Here i'm looking for the line index having a given value on one column called "word", note that df is a dataframe having many columns but sorted alphabetically on the column "word".
here is my function

def getIndex(df,givenword):
    index=df[df['word']==givenword].index.values[0]
    return index

The problem is that df is quite big (around 10000k rows), this function is called in a loop of 30000 givenword. The search performance is awful,would you suggest a better implementation to optimize my function.

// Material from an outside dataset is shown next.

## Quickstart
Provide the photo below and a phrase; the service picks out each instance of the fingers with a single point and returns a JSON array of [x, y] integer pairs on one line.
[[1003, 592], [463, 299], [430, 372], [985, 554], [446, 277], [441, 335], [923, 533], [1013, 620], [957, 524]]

CodePudding user response：

I suggest idxmax:

def getIndex(df,givenword):
    index = df[df['word'] == givenword].idxmax()
    return index

idxmax would give the index of the first occurrence of the maximum value here, in this case True.

CodePudding user response：

If the the DataFrame is sorted alphabetically use searchsorted, see the toy example below:

import pandas as pd

ser = pd.Series(["fox", "hello", "jump", "world"])
res = ser.searchsorted("jump")
print(res)

Output

You can even pass the whole list of words, as below:

res = ser.searchsorted(["fox", "hello"])
print(res)

Output

[0 1]

The time complexity of this approach is O(mlogn), where m is the amount of words being searched and n is the size of the DataFrame. Note: you need to check that the words do correspond to the index, as searchsorted search the position where the word needs to be inserted.

An alternative would be to create a dictionary mapping words to first occurrence, and then search for the words:

lookup = {key: value for key, value in zip(ser.values[::-1], ser.index[::-1])}
words = ["jump", "world"]

res = [lookup[word] for word in words]
print(res)

Output

[2, 3]

The time complexity of this approach is O(n m).